Avverso la sentenza di appello, gli imputati hanno proposto ricorso per cassazione, lamentando la mancata applicazione dell’art. 47, terzo comma, cod. pen., la non ricorrenza delle cause di esenzione del Regolamento comunitario, il diniego della particolare tenuità del fatto, delle attenuanti generiche e della non menzione della condanna, nonché l’intervenuta prescrizione del reato.
La Motivazione della Corte
La Corte di cassazione ha ritenuto i ricorsi manifestamente infondati, valorizzando la pacificità del fatto storico e la sua corretta qualificazione giuridica, in conformità al precedente di Sez. 3, n. 9151 del 2021. In relazione al primo motivo, la Corte ha escluso la ricorrenza dell’errore scusabile ai sensi dell’art. 47, terzo comma, cod. pen.
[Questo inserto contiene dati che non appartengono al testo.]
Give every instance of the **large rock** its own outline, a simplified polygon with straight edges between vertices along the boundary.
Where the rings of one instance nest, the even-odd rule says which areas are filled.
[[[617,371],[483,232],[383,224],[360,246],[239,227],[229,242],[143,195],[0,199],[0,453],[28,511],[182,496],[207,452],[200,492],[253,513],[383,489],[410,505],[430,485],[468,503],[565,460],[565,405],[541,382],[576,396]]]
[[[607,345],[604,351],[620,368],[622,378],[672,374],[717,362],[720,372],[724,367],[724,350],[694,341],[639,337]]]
Gli imputati, infatti, non avevano mal interpretato una norma extrapenale, ma avevano semplicemente ignorato la norma incriminatrice dell’art. 6 d.lgs. n. 193/2007. La Corte ha inoltre precisato che l’obbligo di macellazione in stabilimenti appositi riguarda anche gli ovini e che l’autoconsumo è subordinato a stringenti limiti e alla previa comunicazione all’autorità competente, come previsto dall’art. 16 d.lgs. n. 27/2021 e, in precedenza, dal R.D. n. 3298/1928.
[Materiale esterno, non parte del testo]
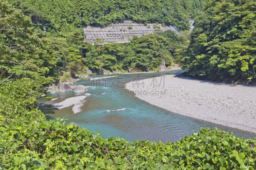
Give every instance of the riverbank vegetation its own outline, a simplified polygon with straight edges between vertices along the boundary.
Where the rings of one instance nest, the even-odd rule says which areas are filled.
[[[131,20],[135,22],[189,28],[188,19],[203,7],[201,0],[52,1],[9,0],[29,16],[39,30],[45,26],[51,34],[66,35],[81,26],[102,26]]]
[[[104,139],[65,119],[46,120],[38,110],[43,77],[0,87],[0,166],[16,169],[249,169],[256,168],[256,138],[220,129],[164,144]]]
[[[182,69],[203,79],[255,80],[256,2],[205,2],[204,11],[195,19],[190,43],[178,53]]]

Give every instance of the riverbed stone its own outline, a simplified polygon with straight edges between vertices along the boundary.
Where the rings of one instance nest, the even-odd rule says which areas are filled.
[[[70,87],[72,89],[74,89],[74,88],[75,88],[76,86],[76,85],[73,83],[73,84],[72,84],[72,85],[71,85]]]
[[[100,74],[106,75],[108,74],[108,73],[107,71],[104,69],[101,69],[101,70],[99,71],[99,73]]]
[[[92,76],[92,71],[89,69],[86,70],[86,73],[89,76]]]
[[[75,125],[76,125],[76,126],[78,126],[79,128],[80,127],[80,126],[79,126],[79,125],[78,125],[76,123],[74,123],[74,122],[71,122],[71,123],[70,123],[70,124],[72,124],[72,125],[73,125],[73,127],[75,126]]]
[[[75,93],[80,93],[88,91],[85,86],[79,85],[76,86],[74,88],[74,92]]]
[[[167,68],[165,66],[165,61],[164,59],[163,59],[161,64],[160,64],[160,71],[165,71],[167,70]]]
[[[63,83],[60,83],[58,85],[58,89],[60,92],[68,92],[72,90],[68,84]]]

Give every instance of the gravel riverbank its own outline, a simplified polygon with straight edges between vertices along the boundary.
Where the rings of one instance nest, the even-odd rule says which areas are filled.
[[[181,75],[131,82],[126,88],[139,98],[172,112],[256,133],[256,87]]]

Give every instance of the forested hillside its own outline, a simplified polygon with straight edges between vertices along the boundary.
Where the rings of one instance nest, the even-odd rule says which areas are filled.
[[[188,19],[203,8],[202,0],[9,0],[41,30],[67,32],[81,26],[102,26],[124,19],[189,28]]]
[[[177,51],[188,75],[228,83],[255,79],[255,0],[206,1],[195,21],[189,45]]]

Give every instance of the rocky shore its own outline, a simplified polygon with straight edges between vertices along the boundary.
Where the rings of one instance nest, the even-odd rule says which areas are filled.
[[[181,76],[130,82],[126,88],[139,98],[172,112],[256,133],[256,87]]]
Quanto al secondo motivo, la S.C. ha evidenziato che le esenzioni di cui all’art. 1, comma 3, del Regolamento CE n. 853/2004 hanno carattere tassativo e che la macellazione in un boschetto non rientra in alcuna delle ipotesi elencate, non potendo essere assimilata alla produzione primaria per uso domestico. Tale conclusione è stata supportata dal precedente di Sez. 3, n. 30428 del 2022.
I restanti motivi sono stati dichiarati inconsistenti, in quanto la Corte territoriale aveva congruamente motivato il diniego dell’art. 131-bis cod. pen. e delle attenuanti generiche in ragione della gravità del fatto e della sua offensività per la salute pubblica, nonché l’intensità del dolo per la non menzione. Infine, la Corte ha escluso l’intervenuta prescrizione, fissando il termine di improcedibilità al 14 dicembre 2026.